Try to understand the mistakes you make and work hard to correct them. This is the only way to advance to the next level. Start by defining your mistakes. Great players immediately recognize their mistakes and either try to avoid them or correct them quickly.
One of the most frustrating things is coaching players who always make the same mistakes. It might be for two reasons. Either the player doesn't have a minimum level of talent, or, worse, he doesn't have attention and desire to improve.
There are two ways of coaching. You can either give players precise instructions to follow or you can teach them how to understand the basic principles so that they can recognize different situations and react accordingly. Good coach can teach how to think. I've always felt that a good coach can teach you how to use your mind in basketball. Of course, using your mind is more difficult, as it assumes more responsibility.
Here is another key point. I learnt this one from Hubie Brown. Terminology is very important. If I want to teach you something, we need to share the same understanding of the words we use at least at the beginning. Basic terminology is a must have for your teaching method. If you don't care about people understanding what you share with them, you'll end up in a huge cathedral of ideas, but you'll be the only one who lives in there. So you need terminology to open the door.
It's imperative that young players have experienced teachers. In my country young players are taught by young coaches due to economic reasons. It's absolutely against the theory of teaching. The younger the pupil is, the more experienced should the teacher be. We are lucky in CSKA to have an experienced coach Ratko Joksic from Serbia, who help all our young coaches.
Of course, young coaches cost less, but players pay for their mistakes by their own careers. I was put to coach young players at 17. I was lucky to have my career started this way, but, unfortunately, some of my players paid for my mistakes.

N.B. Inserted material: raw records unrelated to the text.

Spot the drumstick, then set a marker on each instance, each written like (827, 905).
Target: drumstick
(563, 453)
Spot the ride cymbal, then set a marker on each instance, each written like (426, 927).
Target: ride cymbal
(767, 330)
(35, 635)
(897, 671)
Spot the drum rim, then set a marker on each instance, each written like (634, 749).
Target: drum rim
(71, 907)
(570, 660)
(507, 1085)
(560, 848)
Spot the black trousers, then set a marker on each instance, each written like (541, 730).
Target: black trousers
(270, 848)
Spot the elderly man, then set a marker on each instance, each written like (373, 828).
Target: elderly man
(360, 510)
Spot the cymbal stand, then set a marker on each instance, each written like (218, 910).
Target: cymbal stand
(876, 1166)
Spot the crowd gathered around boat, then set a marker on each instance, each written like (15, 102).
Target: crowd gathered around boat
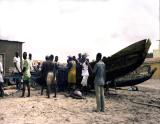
(75, 75)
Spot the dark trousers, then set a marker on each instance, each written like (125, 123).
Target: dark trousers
(26, 83)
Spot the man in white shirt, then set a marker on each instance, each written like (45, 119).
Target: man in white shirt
(1, 80)
(17, 70)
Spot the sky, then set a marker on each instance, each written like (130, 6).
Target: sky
(69, 27)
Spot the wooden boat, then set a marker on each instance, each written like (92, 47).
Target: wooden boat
(138, 76)
(124, 61)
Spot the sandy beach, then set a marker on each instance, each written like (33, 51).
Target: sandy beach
(121, 107)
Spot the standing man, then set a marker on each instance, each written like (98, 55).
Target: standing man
(17, 61)
(26, 75)
(79, 71)
(1, 80)
(85, 74)
(99, 81)
(31, 62)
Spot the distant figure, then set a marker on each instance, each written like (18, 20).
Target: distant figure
(99, 70)
(48, 75)
(26, 75)
(85, 73)
(31, 63)
(79, 71)
(56, 68)
(71, 74)
(17, 70)
(1, 80)
(39, 66)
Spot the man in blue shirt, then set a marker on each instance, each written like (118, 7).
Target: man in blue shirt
(99, 81)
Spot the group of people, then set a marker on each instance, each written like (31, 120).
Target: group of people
(78, 73)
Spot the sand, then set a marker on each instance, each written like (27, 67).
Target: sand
(120, 107)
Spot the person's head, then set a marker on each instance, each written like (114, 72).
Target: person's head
(56, 58)
(51, 57)
(16, 54)
(30, 56)
(24, 55)
(98, 57)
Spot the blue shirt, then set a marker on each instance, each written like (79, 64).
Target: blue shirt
(99, 70)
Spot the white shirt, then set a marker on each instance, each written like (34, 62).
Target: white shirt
(85, 69)
(17, 61)
(1, 70)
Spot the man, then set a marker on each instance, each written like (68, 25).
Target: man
(48, 75)
(26, 75)
(79, 71)
(31, 62)
(85, 73)
(17, 71)
(1, 80)
(99, 81)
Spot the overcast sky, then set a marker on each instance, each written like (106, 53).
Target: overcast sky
(67, 27)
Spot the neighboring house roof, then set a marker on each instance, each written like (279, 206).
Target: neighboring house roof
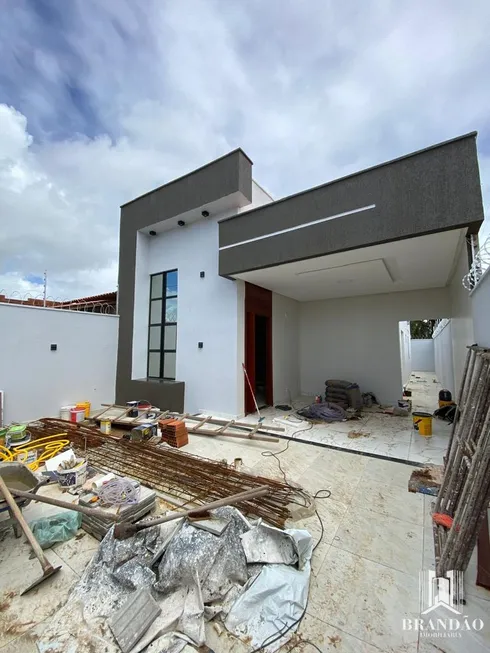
(106, 298)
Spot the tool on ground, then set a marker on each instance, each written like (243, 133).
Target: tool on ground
(92, 512)
(124, 530)
(48, 569)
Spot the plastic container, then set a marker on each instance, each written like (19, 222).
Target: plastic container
(86, 407)
(445, 398)
(105, 426)
(143, 407)
(73, 477)
(422, 422)
(134, 408)
(65, 413)
(77, 414)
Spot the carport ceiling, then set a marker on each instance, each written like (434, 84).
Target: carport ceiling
(412, 264)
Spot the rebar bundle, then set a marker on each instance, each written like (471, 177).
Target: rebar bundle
(465, 489)
(184, 476)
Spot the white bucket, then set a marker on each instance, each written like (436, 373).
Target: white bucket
(65, 412)
(73, 477)
(77, 414)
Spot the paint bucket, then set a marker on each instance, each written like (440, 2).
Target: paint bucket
(105, 426)
(65, 413)
(73, 477)
(77, 414)
(86, 407)
(134, 408)
(143, 407)
(27, 457)
(422, 422)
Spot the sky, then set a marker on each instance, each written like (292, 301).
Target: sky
(103, 100)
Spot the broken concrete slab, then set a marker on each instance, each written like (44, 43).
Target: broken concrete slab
(133, 619)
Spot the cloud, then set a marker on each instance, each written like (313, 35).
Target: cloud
(104, 101)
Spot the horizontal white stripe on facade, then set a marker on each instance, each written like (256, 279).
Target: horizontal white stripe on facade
(300, 226)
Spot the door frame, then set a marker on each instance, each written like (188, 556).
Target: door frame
(258, 301)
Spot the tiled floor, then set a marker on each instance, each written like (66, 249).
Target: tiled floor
(376, 432)
(365, 569)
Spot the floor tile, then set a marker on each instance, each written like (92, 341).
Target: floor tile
(25, 643)
(23, 612)
(469, 641)
(338, 472)
(365, 599)
(78, 551)
(429, 558)
(331, 514)
(393, 449)
(470, 581)
(383, 539)
(391, 500)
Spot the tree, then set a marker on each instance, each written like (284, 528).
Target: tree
(422, 329)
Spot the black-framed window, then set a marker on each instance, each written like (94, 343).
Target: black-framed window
(162, 326)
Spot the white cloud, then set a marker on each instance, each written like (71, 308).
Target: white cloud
(123, 96)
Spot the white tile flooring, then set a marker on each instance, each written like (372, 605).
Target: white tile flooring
(380, 434)
(377, 537)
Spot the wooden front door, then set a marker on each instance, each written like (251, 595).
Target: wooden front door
(258, 347)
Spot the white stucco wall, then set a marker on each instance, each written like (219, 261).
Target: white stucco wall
(443, 355)
(207, 311)
(285, 349)
(405, 350)
(141, 309)
(38, 381)
(480, 306)
(461, 317)
(423, 355)
(259, 197)
(358, 339)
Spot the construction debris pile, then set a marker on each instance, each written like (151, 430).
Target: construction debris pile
(179, 584)
(464, 496)
(179, 476)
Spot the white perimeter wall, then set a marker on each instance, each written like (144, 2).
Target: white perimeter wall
(358, 339)
(480, 305)
(461, 317)
(38, 381)
(405, 350)
(423, 355)
(443, 359)
(285, 348)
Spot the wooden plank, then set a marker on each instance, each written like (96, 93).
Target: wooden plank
(240, 425)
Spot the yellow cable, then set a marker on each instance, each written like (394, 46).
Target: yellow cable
(5, 454)
(51, 449)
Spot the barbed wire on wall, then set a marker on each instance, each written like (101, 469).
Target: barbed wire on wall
(481, 262)
(57, 303)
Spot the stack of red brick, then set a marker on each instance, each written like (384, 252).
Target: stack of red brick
(174, 432)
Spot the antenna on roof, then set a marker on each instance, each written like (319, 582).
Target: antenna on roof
(45, 284)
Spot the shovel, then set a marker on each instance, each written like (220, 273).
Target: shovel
(48, 569)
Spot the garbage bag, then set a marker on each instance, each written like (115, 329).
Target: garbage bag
(57, 528)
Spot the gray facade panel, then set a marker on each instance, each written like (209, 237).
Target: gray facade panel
(220, 178)
(165, 394)
(435, 190)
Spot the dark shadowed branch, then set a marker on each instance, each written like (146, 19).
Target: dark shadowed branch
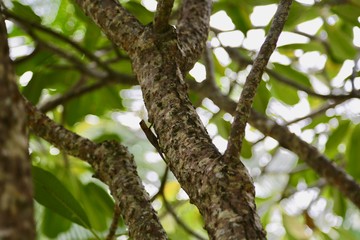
(113, 165)
(162, 15)
(253, 80)
(16, 189)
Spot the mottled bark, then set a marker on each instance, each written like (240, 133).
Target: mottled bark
(224, 193)
(192, 30)
(324, 167)
(16, 202)
(114, 165)
(253, 80)
(121, 27)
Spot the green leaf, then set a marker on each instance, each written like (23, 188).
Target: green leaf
(347, 12)
(92, 35)
(340, 43)
(53, 224)
(262, 98)
(100, 202)
(297, 16)
(284, 92)
(352, 153)
(25, 12)
(336, 137)
(93, 103)
(222, 125)
(339, 203)
(294, 75)
(51, 193)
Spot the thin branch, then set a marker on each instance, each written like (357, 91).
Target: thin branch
(119, 25)
(162, 15)
(192, 29)
(16, 194)
(253, 80)
(179, 221)
(114, 223)
(317, 112)
(333, 174)
(29, 25)
(78, 91)
(113, 165)
(241, 60)
(162, 185)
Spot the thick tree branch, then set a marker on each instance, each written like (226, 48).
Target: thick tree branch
(113, 165)
(241, 60)
(119, 25)
(223, 193)
(192, 30)
(253, 80)
(162, 15)
(16, 190)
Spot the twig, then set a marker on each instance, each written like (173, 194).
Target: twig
(76, 46)
(253, 80)
(318, 111)
(162, 186)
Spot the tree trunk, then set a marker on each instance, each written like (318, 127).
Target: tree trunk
(16, 202)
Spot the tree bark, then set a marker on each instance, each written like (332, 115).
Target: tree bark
(16, 199)
(222, 190)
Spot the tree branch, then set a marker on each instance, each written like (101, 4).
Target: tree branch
(223, 193)
(119, 25)
(253, 80)
(16, 194)
(113, 165)
(241, 60)
(192, 30)
(162, 15)
(325, 168)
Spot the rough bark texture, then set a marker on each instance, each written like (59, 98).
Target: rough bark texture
(113, 165)
(16, 203)
(223, 192)
(253, 80)
(332, 173)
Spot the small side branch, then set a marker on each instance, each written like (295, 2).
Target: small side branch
(192, 29)
(253, 80)
(162, 15)
(113, 164)
(120, 26)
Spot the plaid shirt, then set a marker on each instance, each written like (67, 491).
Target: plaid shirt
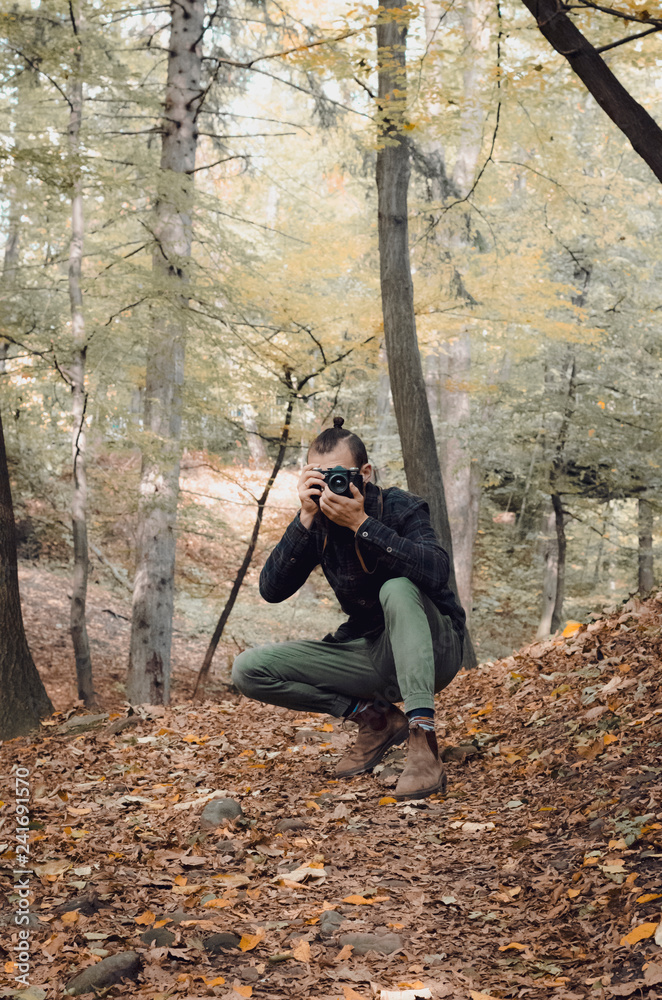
(396, 541)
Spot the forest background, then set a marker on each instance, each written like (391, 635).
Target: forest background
(533, 239)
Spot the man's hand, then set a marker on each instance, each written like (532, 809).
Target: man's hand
(345, 511)
(307, 489)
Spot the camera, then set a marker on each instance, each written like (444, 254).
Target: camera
(338, 480)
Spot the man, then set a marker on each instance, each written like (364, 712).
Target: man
(403, 639)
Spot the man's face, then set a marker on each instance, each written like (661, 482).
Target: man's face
(341, 455)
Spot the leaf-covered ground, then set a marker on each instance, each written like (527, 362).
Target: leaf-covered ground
(537, 875)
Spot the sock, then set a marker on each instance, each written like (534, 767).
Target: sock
(356, 709)
(423, 717)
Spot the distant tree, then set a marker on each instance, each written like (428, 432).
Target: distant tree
(24, 699)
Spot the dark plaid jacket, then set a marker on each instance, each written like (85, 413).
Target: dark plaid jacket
(396, 539)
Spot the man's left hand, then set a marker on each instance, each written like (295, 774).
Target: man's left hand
(348, 512)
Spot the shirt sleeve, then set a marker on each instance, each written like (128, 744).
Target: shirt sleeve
(290, 563)
(414, 551)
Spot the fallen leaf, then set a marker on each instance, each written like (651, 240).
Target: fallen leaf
(362, 901)
(351, 994)
(250, 941)
(302, 952)
(639, 933)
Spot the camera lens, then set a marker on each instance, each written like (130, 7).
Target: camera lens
(337, 483)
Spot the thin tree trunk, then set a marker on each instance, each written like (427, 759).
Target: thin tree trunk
(148, 678)
(561, 547)
(24, 699)
(410, 402)
(199, 690)
(640, 128)
(256, 447)
(646, 570)
(550, 556)
(77, 611)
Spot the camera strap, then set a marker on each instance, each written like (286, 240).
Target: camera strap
(365, 569)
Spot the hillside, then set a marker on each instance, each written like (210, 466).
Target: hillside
(537, 875)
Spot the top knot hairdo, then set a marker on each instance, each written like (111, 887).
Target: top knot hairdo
(333, 436)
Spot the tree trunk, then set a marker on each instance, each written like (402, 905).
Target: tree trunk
(24, 699)
(646, 572)
(199, 690)
(77, 611)
(550, 555)
(642, 131)
(256, 447)
(410, 402)
(148, 677)
(461, 476)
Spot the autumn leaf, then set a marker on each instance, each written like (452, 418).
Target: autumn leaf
(250, 941)
(302, 952)
(362, 901)
(351, 994)
(639, 933)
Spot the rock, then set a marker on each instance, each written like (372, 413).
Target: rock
(83, 722)
(119, 725)
(248, 973)
(310, 736)
(283, 825)
(216, 943)
(385, 944)
(87, 905)
(107, 972)
(176, 916)
(233, 847)
(459, 753)
(330, 921)
(219, 811)
(161, 937)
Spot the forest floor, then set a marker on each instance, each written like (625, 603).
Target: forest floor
(538, 874)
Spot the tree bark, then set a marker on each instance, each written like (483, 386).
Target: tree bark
(256, 447)
(550, 555)
(148, 677)
(642, 131)
(77, 611)
(24, 699)
(199, 690)
(646, 569)
(410, 402)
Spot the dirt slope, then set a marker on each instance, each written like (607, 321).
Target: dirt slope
(538, 875)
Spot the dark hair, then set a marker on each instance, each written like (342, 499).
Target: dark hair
(333, 436)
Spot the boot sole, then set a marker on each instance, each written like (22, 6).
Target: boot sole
(422, 793)
(398, 737)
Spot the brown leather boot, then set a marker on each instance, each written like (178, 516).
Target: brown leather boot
(378, 730)
(424, 773)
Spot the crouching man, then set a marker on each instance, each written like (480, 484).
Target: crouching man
(403, 639)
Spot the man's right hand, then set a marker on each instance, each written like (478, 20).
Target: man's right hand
(308, 487)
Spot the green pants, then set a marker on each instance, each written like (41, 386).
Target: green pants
(417, 654)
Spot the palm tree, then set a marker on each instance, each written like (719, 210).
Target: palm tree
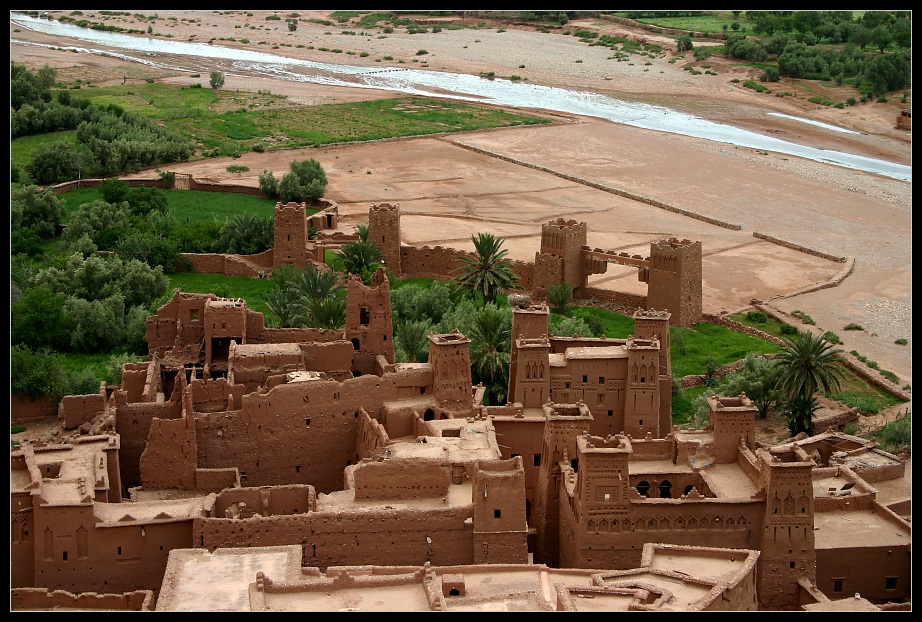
(360, 257)
(807, 364)
(315, 283)
(490, 347)
(285, 304)
(488, 271)
(327, 312)
(412, 337)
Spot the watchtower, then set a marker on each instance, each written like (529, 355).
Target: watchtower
(674, 280)
(368, 322)
(290, 228)
(384, 232)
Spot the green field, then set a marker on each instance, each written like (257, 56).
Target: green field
(190, 205)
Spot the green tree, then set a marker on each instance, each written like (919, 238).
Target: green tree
(360, 258)
(881, 38)
(488, 271)
(757, 379)
(216, 80)
(489, 349)
(411, 339)
(35, 372)
(806, 365)
(268, 184)
(103, 222)
(559, 294)
(572, 327)
(38, 320)
(245, 234)
(37, 209)
(283, 303)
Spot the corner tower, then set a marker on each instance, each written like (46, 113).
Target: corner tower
(290, 228)
(368, 322)
(384, 232)
(674, 280)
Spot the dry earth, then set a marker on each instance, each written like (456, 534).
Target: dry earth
(447, 191)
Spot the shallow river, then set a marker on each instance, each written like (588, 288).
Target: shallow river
(463, 87)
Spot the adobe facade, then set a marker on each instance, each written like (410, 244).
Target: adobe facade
(238, 436)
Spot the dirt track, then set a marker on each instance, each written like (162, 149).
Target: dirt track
(447, 191)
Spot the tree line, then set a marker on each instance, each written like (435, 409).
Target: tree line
(109, 139)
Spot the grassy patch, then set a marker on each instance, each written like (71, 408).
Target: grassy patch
(246, 118)
(706, 340)
(189, 205)
(21, 148)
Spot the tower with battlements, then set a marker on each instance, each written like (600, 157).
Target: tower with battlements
(674, 280)
(384, 232)
(290, 245)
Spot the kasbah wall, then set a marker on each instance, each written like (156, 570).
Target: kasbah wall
(318, 438)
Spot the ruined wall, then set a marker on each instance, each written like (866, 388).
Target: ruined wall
(626, 300)
(133, 423)
(74, 410)
(371, 437)
(386, 537)
(73, 553)
(24, 408)
(296, 433)
(169, 461)
(401, 479)
(675, 280)
(862, 569)
(216, 480)
(36, 599)
(613, 541)
(438, 262)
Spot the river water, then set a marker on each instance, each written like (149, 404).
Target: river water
(458, 86)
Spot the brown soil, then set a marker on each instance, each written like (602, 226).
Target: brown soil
(447, 191)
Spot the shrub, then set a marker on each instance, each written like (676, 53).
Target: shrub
(803, 317)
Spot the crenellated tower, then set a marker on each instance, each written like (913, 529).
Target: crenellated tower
(674, 280)
(788, 546)
(384, 232)
(368, 322)
(290, 229)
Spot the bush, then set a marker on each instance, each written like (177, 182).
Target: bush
(559, 294)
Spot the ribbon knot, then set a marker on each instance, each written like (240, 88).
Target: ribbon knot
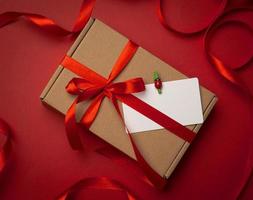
(87, 89)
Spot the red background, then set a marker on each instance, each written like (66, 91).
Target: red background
(42, 165)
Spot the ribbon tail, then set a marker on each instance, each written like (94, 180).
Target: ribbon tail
(49, 24)
(5, 150)
(72, 128)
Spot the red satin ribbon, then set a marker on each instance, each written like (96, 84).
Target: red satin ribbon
(94, 87)
(101, 183)
(5, 148)
(161, 18)
(225, 71)
(49, 24)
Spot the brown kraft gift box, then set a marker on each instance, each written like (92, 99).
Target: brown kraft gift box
(98, 46)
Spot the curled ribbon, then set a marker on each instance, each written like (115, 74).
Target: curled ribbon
(5, 148)
(102, 183)
(49, 24)
(161, 18)
(225, 71)
(94, 87)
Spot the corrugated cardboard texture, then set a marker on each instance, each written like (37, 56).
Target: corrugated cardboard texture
(98, 47)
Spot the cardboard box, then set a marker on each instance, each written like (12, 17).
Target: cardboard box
(98, 46)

The biggest problem of many young coaches is that they haven't developed a method yet. You don't have a vision of the progress you would like to help your players to make. You become irritated by other peoples' mistakes and you find it difficult to control your emotions. It's risky for both young coach and the players.
Coach profession is about evolving all the time. You cannot stop thinking how to improve your ability to communicate concepts to other people. It's essential if you want to be a coach who develops players.
It's completely different if you want to be a coach who just uses the abilities of other people. You can coach and help your players to improve or you can coach and just use their abilities. It depends on what you want to do, on your vision of yourself and your role. Eventually, it goes back to your character, abilities and background.
What makes the greatest players special? Their personality and their ability to play under pressure.
You can try to help your players to develop personality, but only if they want to. If they don't want to, you cannot do anything. Becoming a Jiminy Cricket, a wise partner who gave Pinocchio reasonable pieces of advice, won't help. I don't want to be a Jiminy Cricket for my players. By the way, he ended up being smashed by Pinocchio.
When they ask me the difference between a great player and a champion, I always say: a champion is a great person who is a great player.